Sans plantes en bonne santé, il n’y a ni alimentation, ni oxygène, ni équilibre écologique. À l’heure où les ravageurs, les maladies et le changement climatique menacent jusqu’à 40 % des cultures mondiales, la protection des végétaux devient un enjeu vital pour la sécurité alimentaire et le développement durable. C’est le message porté par la Journée internationale de la santé des végétaux célébrée chaque 12 mai.
Portée par l’Organisation des Nations Unies avec l’appui de l’Organisation des Nations Unies pour l’Alimentation et l’agriculture, cette journée vise à sensibiliser les populations et les gouvernements à l’importance de préserver la biosécurité végétale afin de garantir l’avenir de l’agriculture et des populations qui en dépendent.
« Préserver la biosécurité végétale pour garantir la sécurité alimentaire »
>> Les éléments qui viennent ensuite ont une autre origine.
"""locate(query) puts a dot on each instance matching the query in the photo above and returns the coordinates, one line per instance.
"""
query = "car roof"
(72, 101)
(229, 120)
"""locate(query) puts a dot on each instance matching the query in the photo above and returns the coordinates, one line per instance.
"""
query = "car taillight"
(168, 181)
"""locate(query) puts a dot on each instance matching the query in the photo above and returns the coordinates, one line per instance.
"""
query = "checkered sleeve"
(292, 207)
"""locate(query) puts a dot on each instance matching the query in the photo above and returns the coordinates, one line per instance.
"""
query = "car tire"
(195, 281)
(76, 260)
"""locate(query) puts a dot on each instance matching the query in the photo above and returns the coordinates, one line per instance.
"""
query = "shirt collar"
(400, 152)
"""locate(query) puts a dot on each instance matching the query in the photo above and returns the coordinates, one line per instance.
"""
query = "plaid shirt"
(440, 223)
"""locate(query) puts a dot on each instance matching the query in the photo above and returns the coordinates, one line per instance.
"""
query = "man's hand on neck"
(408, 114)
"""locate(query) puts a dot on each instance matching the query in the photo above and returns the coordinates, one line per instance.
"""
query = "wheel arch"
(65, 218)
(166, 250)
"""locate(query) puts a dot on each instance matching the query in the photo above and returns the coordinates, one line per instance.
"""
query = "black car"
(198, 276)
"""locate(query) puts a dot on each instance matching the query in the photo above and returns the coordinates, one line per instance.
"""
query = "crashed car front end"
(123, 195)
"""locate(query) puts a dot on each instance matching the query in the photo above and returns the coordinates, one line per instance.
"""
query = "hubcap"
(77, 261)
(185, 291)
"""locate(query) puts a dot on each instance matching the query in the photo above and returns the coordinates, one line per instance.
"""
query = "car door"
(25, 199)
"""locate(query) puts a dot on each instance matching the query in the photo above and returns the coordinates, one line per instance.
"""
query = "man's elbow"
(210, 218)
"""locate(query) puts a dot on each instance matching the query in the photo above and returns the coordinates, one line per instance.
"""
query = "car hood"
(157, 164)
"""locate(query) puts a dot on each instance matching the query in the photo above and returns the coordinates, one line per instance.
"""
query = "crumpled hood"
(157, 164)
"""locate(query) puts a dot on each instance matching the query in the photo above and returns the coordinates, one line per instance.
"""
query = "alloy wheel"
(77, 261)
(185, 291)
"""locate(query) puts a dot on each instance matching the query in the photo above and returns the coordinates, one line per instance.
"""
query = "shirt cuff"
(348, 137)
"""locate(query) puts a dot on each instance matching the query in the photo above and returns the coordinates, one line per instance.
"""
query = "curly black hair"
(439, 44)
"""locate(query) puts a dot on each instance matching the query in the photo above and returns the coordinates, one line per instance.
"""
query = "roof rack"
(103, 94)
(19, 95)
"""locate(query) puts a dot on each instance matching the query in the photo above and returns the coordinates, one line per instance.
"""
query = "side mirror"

Pour l’édition 2026, le thème retenu est : « La préservation de la biosécurité végétale pour garantir la sécurité alimentaire. »
À travers cette thématique, les organisations internationales souhaitent rappeler que les végétaux constituent la base de la survie humaine et du fonctionnement des écosystèmes.
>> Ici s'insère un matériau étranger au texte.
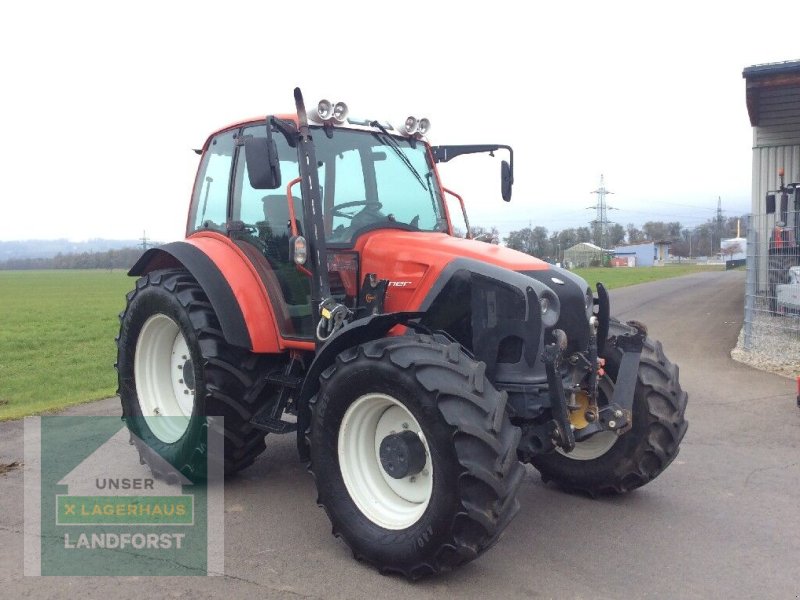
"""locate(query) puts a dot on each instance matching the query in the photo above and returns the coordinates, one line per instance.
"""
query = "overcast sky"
(101, 105)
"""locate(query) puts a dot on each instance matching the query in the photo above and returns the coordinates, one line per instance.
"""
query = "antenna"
(600, 223)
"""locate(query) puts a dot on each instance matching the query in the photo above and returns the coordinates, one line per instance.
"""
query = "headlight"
(544, 303)
(325, 109)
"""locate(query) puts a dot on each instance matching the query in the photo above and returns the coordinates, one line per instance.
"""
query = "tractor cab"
(371, 176)
(321, 291)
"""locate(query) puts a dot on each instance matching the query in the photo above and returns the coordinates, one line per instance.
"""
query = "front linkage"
(578, 404)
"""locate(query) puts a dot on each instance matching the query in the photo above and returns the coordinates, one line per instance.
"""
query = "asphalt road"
(722, 522)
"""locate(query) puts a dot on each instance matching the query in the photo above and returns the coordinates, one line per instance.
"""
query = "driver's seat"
(276, 213)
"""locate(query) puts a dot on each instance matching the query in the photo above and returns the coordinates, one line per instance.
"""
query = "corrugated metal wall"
(776, 144)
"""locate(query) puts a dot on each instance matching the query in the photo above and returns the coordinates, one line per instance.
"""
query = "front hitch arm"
(631, 346)
(562, 434)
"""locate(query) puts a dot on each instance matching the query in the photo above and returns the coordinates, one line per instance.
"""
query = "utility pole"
(601, 222)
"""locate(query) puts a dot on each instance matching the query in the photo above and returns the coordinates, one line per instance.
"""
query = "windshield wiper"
(392, 143)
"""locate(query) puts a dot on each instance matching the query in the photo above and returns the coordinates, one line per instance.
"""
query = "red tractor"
(320, 291)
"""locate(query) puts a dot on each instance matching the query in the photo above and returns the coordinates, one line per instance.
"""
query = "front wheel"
(413, 455)
(175, 369)
(608, 464)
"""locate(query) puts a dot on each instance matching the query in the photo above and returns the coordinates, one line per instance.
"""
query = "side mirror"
(770, 204)
(263, 168)
(506, 180)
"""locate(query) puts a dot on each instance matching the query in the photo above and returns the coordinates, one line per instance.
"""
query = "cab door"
(259, 224)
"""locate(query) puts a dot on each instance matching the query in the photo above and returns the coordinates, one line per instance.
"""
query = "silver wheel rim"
(165, 394)
(600, 443)
(387, 502)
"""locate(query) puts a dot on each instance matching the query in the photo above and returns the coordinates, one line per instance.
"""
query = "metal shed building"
(771, 332)
(773, 105)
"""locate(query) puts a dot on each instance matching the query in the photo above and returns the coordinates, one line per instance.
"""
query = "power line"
(601, 222)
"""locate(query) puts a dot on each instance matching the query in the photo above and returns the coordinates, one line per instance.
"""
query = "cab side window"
(210, 198)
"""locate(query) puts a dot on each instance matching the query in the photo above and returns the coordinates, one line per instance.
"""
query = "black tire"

Selon la FAO, les plantes assurent près de 80 % de l’alimentation mondiale. Pourtant, environ 40 % des cultures sont détruites chaque année par des ravageurs et des maladies, entraînant des pertes économiques importantes et aggravant l’insécurité alimentaire dans plusieurs régions du monde.
Face à cette menace, la FAO appelle notamment à renforcer la protection des cultures contre les ravageurs, à améliorer les systèmes de surveillance et d’alerte précoce, à promouvoir les innovations agricoles durables ainsi qu’à développer une approche intégrée reliant la santé des plantes à celle des humains, des animaux et de l’environnement.
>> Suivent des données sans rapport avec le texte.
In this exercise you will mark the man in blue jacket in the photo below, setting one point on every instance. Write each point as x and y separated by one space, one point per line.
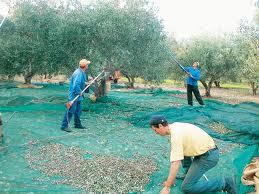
76 86
192 84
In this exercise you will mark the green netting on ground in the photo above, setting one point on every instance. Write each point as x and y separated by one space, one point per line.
117 152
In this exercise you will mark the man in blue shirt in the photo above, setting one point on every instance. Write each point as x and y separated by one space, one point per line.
192 84
76 86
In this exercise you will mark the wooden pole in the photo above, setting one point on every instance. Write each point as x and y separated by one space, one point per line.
1 127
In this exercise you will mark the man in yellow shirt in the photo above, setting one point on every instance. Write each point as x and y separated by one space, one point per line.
189 141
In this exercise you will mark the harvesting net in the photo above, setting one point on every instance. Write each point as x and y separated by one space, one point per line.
117 152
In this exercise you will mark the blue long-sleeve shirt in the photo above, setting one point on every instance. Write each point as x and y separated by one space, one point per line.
77 84
196 75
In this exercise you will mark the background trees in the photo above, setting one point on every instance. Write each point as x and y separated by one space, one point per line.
50 37
46 38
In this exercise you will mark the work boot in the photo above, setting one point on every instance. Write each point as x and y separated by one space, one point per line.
80 127
231 185
66 129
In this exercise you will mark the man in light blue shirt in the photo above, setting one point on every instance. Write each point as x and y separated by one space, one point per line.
76 86
192 83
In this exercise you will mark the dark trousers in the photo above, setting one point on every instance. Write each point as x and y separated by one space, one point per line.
75 110
194 181
193 89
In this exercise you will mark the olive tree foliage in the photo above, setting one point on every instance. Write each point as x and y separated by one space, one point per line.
215 55
125 35
28 39
247 49
48 37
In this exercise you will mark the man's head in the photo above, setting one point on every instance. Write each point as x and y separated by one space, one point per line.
160 125
195 64
83 64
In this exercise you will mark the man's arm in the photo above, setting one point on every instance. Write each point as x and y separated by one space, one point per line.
196 76
171 177
172 173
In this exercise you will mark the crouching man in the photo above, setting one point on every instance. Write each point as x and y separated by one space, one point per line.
198 153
De son côté, Espèces menacées.fr souligne que la protection des végétaux repose avant tout sur la prévention et l’anticipation.
Le site rappelle notamment l’importance des systèmes d’alerte précoce pour détecter rapidement les ravageurs, du respect des normes phytosanitaires internationales, de la coopération entre États ainsi que du développement de technologies agricoles réduisant l’usage des pesticides et leur impact environnemental.
Pour les experts, la lutte contre les maladies des plantes ne concerne plus uniquement le secteur agricole, mais représente désormais un enjeu mondial lié à la sécurité alimentaire, au climat et à la protection de la biodiversité.
En République démocratique du Congo, où l’agriculture constitue l’un des principaux moyens de subsistance pour des millions de familles, la santé des végétaux reste un défi majeur.
Dans plusieurs provinces, notamment au Sud-Kivu, les populations rurales dépendent directement des cultures vivrières pour leur alimentation et leurs revenus.
Les spécialistes rappellent que la préservation des plantes est essentielle non seulement pour nourrir les populations, mais aussi pour maintenir les équilibres écologiques et lutter contre les effets du changement climatique.
À l’occasion de cette journée internationale, les étudiants et les jeunes Congolais sont encouragés à adopter des comportements responsables en faveur de l’environnement et de la protection des cultures.
Les acteurs environnementaux appellent notamment à protéger les champs contre les maladies et les ravageurs, promouvoir des pratiques agricoles durables, limiter les destructions des écosystèmes et participer aux initiatives locales de préservation de l’environnement.
Pour plusieurs observateurs, garantir un avenir alimentaire durable passe nécessairement par une meilleure protection des végétaux, considérés comme l’un des piliers essentiels de la vie humaine.